Falls du mit internem Zugriff jedoch meinst, dass Herr Maier selbst nicht auf galleries zugreifen darf, sondern nur die Skripte in seinem Unterverzeichnis...das geht nicht wirklich sicher.


----------



## lx2 (23. Juni 2009)

Danke für die Antworten, ich weiß nicht ob ich euch richtig verstanden habe?!

Also meine Ordnerstruktur

*...../galleries/*.* * (hier hat nur der Admin zugriff)

*...../galleries/user1/*.**    (Hier hat nur Herr Maier zugriff)
*...../galleries/user2/*.* *  (und hier nur Frau Müller)
*...../galleries/user3/*.**    (usw ...)
.
.
.


Jetzt hab ich eine die Datei
*...../galleries/template.swf*
die ja eigentlich nur für den Admin zugänglich ist.

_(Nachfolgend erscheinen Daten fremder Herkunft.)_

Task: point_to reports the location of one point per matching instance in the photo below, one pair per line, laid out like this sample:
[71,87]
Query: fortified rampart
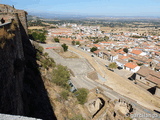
[11,70]
[8,13]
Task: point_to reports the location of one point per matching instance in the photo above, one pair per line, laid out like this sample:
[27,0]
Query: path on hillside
[121,85]
[80,79]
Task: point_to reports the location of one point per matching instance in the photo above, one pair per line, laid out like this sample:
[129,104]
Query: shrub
[93,49]
[78,117]
[65,47]
[56,40]
[73,42]
[112,65]
[64,94]
[60,76]
[81,95]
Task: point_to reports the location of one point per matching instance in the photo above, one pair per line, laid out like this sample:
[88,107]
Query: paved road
[80,67]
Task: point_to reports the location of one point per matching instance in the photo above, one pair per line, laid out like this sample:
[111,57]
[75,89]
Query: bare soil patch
[68,54]
[35,27]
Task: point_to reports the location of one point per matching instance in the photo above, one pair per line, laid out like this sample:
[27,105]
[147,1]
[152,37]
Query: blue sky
[90,7]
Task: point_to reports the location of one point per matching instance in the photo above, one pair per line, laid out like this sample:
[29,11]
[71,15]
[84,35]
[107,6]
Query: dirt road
[121,85]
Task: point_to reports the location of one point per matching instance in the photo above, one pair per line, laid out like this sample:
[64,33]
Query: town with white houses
[137,54]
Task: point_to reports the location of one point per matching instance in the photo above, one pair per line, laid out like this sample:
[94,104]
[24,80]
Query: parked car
[111,70]
[119,68]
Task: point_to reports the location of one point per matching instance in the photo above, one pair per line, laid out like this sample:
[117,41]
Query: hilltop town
[56,70]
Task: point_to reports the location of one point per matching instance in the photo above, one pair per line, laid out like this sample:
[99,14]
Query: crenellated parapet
[9,12]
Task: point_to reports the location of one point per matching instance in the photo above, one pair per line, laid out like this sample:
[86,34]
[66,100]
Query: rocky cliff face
[22,91]
[11,73]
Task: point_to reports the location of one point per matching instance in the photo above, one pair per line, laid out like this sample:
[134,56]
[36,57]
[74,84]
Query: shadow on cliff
[35,98]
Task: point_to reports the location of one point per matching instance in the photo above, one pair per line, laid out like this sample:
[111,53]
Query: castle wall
[11,74]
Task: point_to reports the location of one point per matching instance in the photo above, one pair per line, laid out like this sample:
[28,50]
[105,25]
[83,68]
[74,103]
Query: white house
[121,63]
[131,67]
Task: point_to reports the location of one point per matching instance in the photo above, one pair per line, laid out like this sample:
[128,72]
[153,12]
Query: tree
[60,76]
[77,43]
[73,42]
[93,49]
[125,50]
[56,40]
[65,47]
[81,95]
[112,65]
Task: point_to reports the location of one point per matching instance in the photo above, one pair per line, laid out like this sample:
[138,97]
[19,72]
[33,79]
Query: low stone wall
[92,75]
[14,117]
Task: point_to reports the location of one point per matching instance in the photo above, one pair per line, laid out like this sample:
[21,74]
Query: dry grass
[35,27]
[68,54]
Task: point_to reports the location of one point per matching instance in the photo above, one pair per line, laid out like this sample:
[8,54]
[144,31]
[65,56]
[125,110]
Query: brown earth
[122,86]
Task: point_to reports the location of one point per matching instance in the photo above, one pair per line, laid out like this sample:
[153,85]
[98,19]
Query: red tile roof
[137,52]
[130,65]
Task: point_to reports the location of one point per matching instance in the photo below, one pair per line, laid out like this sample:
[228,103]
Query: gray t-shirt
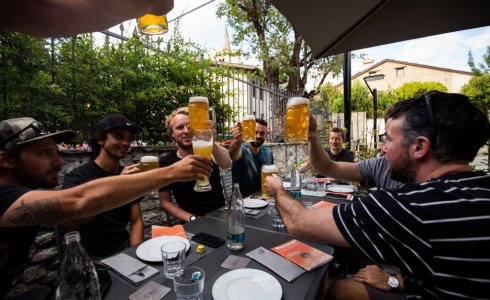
[376,172]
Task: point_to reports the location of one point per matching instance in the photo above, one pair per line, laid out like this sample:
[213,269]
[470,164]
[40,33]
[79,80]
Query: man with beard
[29,160]
[435,226]
[190,204]
[249,157]
[105,233]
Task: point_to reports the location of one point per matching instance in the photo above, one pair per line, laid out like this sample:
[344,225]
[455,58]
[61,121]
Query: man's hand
[191,167]
[312,129]
[273,184]
[373,276]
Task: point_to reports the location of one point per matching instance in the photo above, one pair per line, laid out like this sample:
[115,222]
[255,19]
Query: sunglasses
[36,126]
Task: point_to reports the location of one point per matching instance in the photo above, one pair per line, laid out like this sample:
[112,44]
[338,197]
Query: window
[400,72]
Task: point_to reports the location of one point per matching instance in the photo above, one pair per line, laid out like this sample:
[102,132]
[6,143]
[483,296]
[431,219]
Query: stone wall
[44,264]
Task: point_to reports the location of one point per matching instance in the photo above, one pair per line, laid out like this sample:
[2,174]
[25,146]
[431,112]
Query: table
[304,287]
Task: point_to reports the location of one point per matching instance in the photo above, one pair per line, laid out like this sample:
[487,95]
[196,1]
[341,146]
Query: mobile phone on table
[208,239]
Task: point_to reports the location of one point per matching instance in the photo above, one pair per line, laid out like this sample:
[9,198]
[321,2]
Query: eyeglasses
[36,126]
[430,112]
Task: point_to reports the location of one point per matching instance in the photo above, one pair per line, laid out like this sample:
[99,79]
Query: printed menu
[303,255]
[177,230]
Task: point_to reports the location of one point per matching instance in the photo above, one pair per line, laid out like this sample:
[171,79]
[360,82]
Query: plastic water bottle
[295,183]
[78,277]
[235,230]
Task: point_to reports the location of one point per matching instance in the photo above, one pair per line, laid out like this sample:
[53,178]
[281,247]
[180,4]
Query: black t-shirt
[197,203]
[15,242]
[106,233]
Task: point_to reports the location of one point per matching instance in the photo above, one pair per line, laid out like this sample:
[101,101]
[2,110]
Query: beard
[403,172]
[257,143]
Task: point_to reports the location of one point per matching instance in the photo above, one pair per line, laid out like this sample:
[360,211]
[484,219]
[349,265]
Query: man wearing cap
[29,160]
[105,233]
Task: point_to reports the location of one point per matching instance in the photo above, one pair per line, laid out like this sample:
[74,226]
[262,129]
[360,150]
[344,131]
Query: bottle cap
[200,249]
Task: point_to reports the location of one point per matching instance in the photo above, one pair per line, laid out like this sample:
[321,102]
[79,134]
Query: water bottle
[295,183]
[78,277]
[235,230]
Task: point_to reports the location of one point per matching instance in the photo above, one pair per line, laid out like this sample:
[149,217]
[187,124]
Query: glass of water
[173,254]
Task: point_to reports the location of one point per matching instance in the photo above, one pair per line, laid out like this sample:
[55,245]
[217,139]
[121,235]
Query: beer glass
[148,163]
[248,128]
[202,144]
[152,24]
[296,122]
[199,113]
[267,170]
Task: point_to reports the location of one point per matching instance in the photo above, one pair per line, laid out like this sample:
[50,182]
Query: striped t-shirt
[437,233]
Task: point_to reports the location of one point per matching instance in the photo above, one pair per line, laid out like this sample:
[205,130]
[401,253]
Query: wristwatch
[393,281]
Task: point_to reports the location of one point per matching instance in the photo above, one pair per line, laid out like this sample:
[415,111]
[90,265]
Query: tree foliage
[285,56]
[78,83]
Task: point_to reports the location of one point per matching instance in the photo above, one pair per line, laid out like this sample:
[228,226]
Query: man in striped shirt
[435,227]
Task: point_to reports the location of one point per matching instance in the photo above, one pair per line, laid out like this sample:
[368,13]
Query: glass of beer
[152,24]
[199,113]
[296,122]
[148,163]
[202,144]
[248,128]
[267,170]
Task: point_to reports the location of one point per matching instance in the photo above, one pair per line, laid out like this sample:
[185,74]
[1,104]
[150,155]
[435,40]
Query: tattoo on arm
[43,211]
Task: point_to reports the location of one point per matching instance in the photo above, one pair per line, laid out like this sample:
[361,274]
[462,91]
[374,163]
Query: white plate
[246,284]
[150,250]
[341,188]
[254,203]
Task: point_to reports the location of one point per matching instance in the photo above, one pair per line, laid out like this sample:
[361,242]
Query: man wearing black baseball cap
[106,233]
[29,160]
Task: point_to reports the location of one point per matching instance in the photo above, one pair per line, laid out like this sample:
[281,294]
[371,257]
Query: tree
[284,54]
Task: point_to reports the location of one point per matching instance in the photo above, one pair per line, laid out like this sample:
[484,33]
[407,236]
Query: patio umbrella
[337,26]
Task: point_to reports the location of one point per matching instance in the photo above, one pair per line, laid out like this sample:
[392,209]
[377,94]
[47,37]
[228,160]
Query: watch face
[393,282]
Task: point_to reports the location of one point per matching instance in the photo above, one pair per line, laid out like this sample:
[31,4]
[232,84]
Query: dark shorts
[375,294]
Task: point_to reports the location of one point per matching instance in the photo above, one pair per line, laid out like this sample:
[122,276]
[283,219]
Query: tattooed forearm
[43,211]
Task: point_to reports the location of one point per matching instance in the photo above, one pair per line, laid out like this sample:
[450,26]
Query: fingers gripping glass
[36,126]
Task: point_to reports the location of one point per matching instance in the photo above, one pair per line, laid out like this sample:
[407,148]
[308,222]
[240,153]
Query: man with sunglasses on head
[434,227]
[29,160]
[105,233]
[249,157]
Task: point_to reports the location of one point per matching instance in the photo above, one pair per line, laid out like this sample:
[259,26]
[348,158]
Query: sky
[449,50]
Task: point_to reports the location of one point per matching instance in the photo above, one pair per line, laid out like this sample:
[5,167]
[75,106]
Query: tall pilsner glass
[202,144]
[148,163]
[199,113]
[248,128]
[267,170]
[296,122]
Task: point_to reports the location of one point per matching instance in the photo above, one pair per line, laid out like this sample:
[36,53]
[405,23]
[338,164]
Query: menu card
[323,204]
[177,230]
[303,255]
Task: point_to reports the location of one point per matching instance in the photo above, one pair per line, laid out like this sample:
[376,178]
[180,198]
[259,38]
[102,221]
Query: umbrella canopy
[335,26]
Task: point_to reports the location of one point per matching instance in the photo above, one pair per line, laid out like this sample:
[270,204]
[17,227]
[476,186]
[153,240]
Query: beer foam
[269,169]
[198,99]
[149,159]
[297,101]
[248,117]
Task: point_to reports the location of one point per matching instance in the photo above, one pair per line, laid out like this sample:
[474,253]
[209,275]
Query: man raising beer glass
[190,203]
[249,157]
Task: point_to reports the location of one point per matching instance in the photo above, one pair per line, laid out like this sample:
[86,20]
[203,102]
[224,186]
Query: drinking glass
[152,24]
[248,128]
[199,113]
[202,144]
[189,285]
[267,170]
[173,254]
[297,120]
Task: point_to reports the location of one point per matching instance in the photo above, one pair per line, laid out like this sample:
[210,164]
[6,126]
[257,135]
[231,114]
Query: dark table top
[305,287]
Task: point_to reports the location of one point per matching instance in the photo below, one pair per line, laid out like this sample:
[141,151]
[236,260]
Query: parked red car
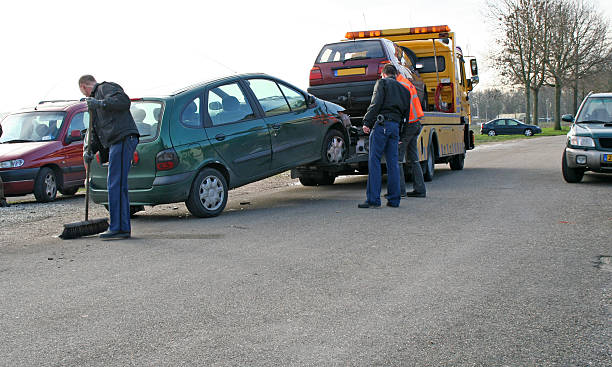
[41,150]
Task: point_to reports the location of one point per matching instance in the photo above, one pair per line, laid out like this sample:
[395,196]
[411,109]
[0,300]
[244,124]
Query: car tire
[45,185]
[69,191]
[334,148]
[457,162]
[430,163]
[571,175]
[208,195]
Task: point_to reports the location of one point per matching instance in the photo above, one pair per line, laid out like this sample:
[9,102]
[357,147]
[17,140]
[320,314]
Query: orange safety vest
[416,111]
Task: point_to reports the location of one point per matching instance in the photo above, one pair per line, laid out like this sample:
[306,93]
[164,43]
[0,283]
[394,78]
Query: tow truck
[446,136]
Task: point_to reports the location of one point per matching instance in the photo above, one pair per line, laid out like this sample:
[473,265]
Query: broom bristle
[84,228]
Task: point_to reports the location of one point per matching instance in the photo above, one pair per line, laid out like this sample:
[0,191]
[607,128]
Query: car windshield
[147,115]
[31,126]
[352,50]
[596,110]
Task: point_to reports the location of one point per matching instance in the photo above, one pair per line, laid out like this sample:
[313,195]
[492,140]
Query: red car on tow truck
[41,150]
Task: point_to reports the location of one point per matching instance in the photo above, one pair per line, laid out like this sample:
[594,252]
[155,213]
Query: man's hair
[87,79]
[390,70]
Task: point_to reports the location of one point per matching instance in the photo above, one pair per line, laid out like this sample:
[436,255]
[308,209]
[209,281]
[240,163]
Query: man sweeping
[114,133]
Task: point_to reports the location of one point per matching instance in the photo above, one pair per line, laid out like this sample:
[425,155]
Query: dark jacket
[114,122]
[390,99]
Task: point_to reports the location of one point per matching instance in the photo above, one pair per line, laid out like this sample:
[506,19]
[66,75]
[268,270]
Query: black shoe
[114,235]
[366,205]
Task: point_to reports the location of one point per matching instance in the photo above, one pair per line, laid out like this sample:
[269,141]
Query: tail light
[315,73]
[166,160]
[381,65]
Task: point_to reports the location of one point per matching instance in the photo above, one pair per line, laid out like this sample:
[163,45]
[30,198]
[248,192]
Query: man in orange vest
[408,143]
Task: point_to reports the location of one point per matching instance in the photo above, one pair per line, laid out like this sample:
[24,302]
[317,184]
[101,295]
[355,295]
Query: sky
[153,45]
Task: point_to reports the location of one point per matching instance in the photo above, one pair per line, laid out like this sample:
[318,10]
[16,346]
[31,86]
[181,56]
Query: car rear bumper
[165,190]
[19,181]
[593,160]
[355,96]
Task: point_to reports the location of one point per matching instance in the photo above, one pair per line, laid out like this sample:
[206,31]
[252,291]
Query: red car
[41,150]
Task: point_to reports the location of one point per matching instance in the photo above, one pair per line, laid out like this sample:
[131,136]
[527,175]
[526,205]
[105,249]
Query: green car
[200,141]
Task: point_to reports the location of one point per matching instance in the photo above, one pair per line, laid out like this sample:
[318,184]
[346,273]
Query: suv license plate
[353,71]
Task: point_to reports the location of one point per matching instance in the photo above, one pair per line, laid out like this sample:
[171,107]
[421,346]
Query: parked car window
[227,104]
[191,114]
[344,51]
[32,126]
[296,99]
[147,115]
[269,96]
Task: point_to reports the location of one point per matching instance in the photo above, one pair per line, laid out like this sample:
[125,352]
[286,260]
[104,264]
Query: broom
[86,227]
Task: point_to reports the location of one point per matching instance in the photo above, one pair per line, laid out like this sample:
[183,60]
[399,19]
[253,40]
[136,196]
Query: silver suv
[589,142]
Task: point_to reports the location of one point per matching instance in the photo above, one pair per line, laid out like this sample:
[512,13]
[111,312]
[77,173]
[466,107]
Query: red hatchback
[41,150]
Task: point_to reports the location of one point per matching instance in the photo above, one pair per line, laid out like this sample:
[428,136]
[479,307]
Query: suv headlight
[12,164]
[582,141]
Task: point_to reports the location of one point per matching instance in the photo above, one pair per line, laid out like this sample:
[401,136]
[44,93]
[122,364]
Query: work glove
[88,157]
[93,103]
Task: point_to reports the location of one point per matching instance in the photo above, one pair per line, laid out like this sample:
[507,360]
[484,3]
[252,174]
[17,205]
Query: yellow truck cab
[446,134]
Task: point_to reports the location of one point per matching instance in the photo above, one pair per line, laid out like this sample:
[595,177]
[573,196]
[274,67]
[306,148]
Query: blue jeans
[119,163]
[383,139]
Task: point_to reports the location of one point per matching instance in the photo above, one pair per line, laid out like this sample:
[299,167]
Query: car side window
[269,96]
[227,104]
[191,113]
[296,100]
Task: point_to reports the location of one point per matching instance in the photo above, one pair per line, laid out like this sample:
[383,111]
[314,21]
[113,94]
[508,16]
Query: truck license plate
[352,71]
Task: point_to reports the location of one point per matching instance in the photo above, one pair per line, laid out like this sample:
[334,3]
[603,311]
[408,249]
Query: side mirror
[474,67]
[567,118]
[75,135]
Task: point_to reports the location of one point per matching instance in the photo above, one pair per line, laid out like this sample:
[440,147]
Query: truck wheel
[334,147]
[430,163]
[571,175]
[208,195]
[457,162]
[45,185]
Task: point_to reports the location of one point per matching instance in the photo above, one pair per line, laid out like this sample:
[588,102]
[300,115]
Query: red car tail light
[166,160]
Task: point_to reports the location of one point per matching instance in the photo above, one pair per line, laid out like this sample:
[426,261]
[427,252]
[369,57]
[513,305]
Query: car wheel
[208,194]
[45,185]
[69,191]
[457,162]
[430,163]
[571,175]
[334,147]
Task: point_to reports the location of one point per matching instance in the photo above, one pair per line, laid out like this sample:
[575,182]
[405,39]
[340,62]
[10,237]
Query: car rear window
[147,115]
[351,50]
[32,126]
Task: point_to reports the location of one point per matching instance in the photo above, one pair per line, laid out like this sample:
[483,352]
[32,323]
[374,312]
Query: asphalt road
[498,266]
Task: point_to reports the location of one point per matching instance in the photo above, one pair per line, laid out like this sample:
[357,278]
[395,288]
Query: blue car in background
[508,127]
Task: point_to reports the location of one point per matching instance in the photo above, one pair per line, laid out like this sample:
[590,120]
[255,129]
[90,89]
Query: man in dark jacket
[114,133]
[390,107]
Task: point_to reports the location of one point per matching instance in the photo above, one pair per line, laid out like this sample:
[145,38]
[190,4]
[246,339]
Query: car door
[237,131]
[293,135]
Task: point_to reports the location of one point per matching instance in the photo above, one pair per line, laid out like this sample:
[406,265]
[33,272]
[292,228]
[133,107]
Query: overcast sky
[144,45]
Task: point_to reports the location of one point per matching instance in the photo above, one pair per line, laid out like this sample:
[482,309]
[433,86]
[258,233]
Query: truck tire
[571,175]
[457,161]
[208,195]
[45,185]
[430,163]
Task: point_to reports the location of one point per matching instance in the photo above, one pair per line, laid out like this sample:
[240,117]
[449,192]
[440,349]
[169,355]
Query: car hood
[592,129]
[9,151]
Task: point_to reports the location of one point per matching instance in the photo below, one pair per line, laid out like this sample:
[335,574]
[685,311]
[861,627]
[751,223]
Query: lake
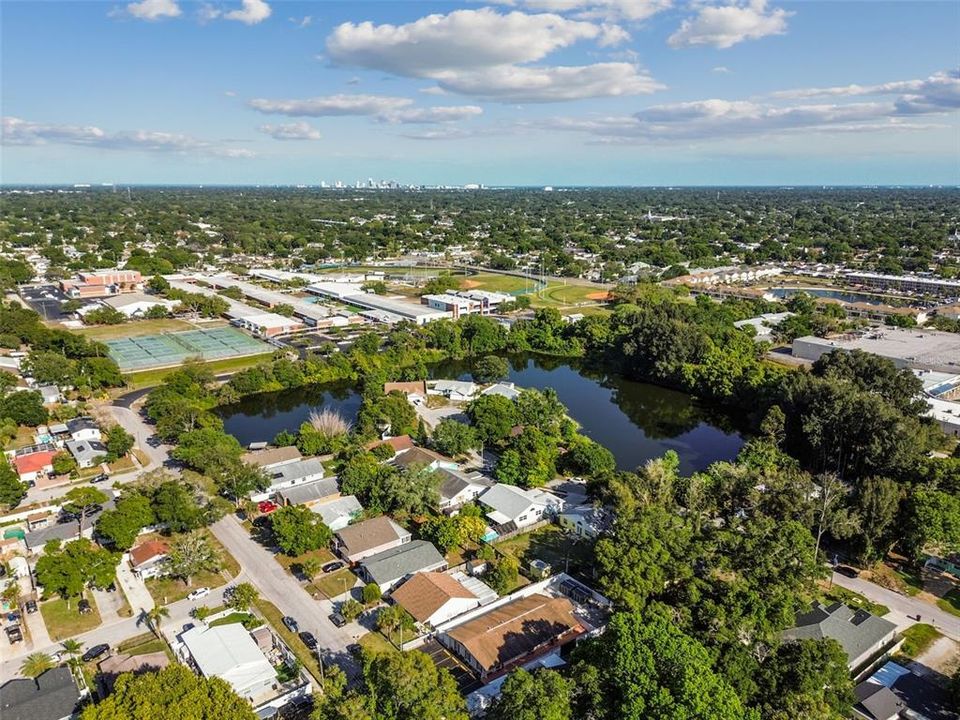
[636,421]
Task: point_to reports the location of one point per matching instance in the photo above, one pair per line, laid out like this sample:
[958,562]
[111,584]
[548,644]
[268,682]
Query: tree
[12,491]
[82,500]
[454,438]
[36,664]
[540,695]
[646,668]
[298,530]
[193,553]
[174,693]
[119,443]
[490,368]
[243,596]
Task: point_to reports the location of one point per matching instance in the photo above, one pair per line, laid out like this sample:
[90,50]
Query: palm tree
[36,664]
[73,648]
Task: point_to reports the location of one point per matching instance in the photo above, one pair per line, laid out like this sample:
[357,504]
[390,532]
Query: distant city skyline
[507,93]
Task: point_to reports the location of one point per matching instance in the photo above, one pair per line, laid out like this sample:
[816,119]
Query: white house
[511,507]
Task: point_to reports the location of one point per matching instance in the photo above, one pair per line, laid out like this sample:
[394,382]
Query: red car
[267,507]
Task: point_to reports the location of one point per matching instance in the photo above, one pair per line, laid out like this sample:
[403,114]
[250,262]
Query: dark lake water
[636,421]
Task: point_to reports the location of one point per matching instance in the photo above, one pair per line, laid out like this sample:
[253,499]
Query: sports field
[151,351]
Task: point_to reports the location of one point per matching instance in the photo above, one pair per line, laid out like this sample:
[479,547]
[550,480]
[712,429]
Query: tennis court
[151,351]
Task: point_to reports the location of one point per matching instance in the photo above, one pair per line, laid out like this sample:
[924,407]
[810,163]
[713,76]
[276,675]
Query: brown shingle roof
[271,456]
[368,534]
[513,630]
[425,593]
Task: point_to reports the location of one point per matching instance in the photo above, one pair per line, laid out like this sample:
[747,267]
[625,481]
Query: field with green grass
[65,622]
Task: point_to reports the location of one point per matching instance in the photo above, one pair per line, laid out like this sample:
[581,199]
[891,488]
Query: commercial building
[913,348]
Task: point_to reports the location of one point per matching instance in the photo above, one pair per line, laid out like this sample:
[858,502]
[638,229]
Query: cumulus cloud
[291,131]
[384,108]
[726,25]
[251,12]
[486,54]
[153,9]
[16,131]
[512,83]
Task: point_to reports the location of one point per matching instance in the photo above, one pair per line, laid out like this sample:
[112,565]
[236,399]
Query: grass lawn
[375,642]
[134,328]
[273,616]
[65,622]
[334,584]
[950,602]
[856,600]
[166,590]
[149,378]
[552,545]
[918,638]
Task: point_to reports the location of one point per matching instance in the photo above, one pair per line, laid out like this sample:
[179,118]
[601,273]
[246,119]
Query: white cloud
[154,9]
[251,12]
[724,26]
[291,131]
[512,83]
[384,108]
[16,131]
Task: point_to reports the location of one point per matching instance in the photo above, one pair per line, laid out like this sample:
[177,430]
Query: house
[861,634]
[149,559]
[356,542]
[513,633]
[391,567]
[35,465]
[272,457]
[52,696]
[87,453]
[455,390]
[432,598]
[83,428]
[309,493]
[337,514]
[507,390]
[423,459]
[228,652]
[116,665]
[585,521]
[458,488]
[512,508]
[290,474]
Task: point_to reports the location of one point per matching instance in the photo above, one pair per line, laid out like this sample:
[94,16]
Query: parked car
[847,570]
[267,507]
[309,640]
[95,652]
[14,634]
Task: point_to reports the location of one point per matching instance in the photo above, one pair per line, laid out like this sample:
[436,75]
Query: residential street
[903,606]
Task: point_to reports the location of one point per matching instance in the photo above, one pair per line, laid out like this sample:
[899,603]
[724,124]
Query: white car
[198,593]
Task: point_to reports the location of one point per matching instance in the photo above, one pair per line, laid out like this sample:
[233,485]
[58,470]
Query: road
[904,609]
[112,632]
[277,586]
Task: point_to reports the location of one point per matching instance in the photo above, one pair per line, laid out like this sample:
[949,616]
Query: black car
[309,640]
[847,570]
[95,652]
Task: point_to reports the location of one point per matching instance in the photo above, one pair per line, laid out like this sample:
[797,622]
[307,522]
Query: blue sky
[612,92]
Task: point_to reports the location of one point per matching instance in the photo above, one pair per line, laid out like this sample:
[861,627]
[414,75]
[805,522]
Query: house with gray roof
[862,635]
[391,567]
[52,696]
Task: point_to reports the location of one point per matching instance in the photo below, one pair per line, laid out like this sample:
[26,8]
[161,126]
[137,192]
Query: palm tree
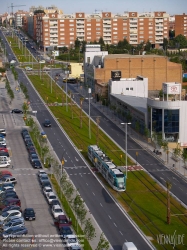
[81,102]
[168,185]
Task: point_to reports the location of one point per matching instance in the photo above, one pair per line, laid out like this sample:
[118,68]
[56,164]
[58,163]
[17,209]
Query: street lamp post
[89,91]
[127,123]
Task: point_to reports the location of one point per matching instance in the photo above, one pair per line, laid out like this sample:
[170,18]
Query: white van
[129,246]
[4,158]
[2,131]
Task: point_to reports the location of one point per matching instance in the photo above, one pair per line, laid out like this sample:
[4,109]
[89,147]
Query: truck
[62,220]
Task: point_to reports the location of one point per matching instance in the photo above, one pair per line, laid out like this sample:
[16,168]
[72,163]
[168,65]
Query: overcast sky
[89,6]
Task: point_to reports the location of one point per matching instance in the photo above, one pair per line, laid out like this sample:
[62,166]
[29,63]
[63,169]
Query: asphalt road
[111,219]
[145,159]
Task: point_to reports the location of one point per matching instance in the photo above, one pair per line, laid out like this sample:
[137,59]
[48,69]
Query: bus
[114,176]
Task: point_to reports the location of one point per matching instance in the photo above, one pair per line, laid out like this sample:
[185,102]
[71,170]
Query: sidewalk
[175,166]
[17,102]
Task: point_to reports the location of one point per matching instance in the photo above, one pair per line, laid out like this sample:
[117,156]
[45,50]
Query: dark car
[36,164]
[64,231]
[14,232]
[9,195]
[9,202]
[47,123]
[31,150]
[29,214]
[55,202]
[28,141]
[13,207]
[24,130]
[33,157]
[29,145]
[17,111]
[46,184]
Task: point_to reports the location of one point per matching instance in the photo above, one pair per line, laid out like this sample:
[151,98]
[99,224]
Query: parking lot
[29,189]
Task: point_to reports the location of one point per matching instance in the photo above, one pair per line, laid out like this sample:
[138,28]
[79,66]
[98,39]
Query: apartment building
[181,25]
[19,17]
[57,29]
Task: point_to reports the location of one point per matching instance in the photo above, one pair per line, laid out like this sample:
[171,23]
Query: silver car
[13,223]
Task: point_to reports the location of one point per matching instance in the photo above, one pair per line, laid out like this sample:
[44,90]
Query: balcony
[53,31]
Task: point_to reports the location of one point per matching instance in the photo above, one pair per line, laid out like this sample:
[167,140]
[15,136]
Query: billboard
[171,88]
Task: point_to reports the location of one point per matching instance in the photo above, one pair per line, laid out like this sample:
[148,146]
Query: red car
[9,202]
[4,149]
[5,172]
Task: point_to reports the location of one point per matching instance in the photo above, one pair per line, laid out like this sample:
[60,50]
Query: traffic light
[69,68]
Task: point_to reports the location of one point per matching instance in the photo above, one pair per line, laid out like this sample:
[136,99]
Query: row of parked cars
[12,219]
[33,156]
[63,224]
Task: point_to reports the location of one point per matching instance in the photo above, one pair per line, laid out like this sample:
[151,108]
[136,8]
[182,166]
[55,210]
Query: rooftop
[138,103]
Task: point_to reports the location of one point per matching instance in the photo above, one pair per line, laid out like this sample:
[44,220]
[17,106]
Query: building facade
[57,29]
[181,25]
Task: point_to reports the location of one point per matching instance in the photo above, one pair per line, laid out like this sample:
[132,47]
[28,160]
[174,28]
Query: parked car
[56,211]
[47,190]
[33,157]
[36,164]
[46,184]
[13,223]
[13,207]
[40,172]
[3,172]
[43,177]
[29,214]
[14,232]
[47,123]
[55,202]
[9,214]
[32,150]
[71,240]
[8,179]
[64,231]
[50,196]
[10,201]
[17,111]
[62,221]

Nun hat aber Herr Maier ein Script
*...../galleries/user1/maierscript.php*
das (zum Beispiel) das tamplate.swf umbenennt. --> geht nicht weil kein zugriff.
--------------------------------------


@Sven: wenn ich dich jetzt richtig verstanden hab soll ich

 ein zentrales *...../galleries/.htpasswd* anlegen
in jedem *...../galleries/user_x/.htaccess* den user verlangen
und wenn man von *...../galleries/* als Admin auch in die Unterverzeichnisse will, dann muss man mit AuthGroupFile arbeiten

ist dann wirklich sichergestellt, dass Scripte von Maier, Muller & Co auf *..../galleries/template.swf* zugreifen können MaierMüller&Co aber nicht in den Adminbereich kommen


@port29


> Das geht, in dem du allow from *** setzt.


Was wie wo, ich hab doch in beiden .htaccess ein _allow from all_
Bitte mal ein Beispiel geben


----------



## Sven Mintel (23. Juni 2009)

lx2 hat gesagt.:


> ist dann wirklich sichergestellt, dass Scripte von Maier, Muller & Co auf *..../galleries/template.swf* zugreifen können MaierMüller&Co aber nicht in den Adminbereich kommen



Nein, das ist es keinesfalls...sie kommen da herein.
Wenn man das wollte, müsste man mit dem HTTP-REFERER arbeiten, das ist aber unsicher, wie im letzten Satz meines vorigen Postings erwähnt.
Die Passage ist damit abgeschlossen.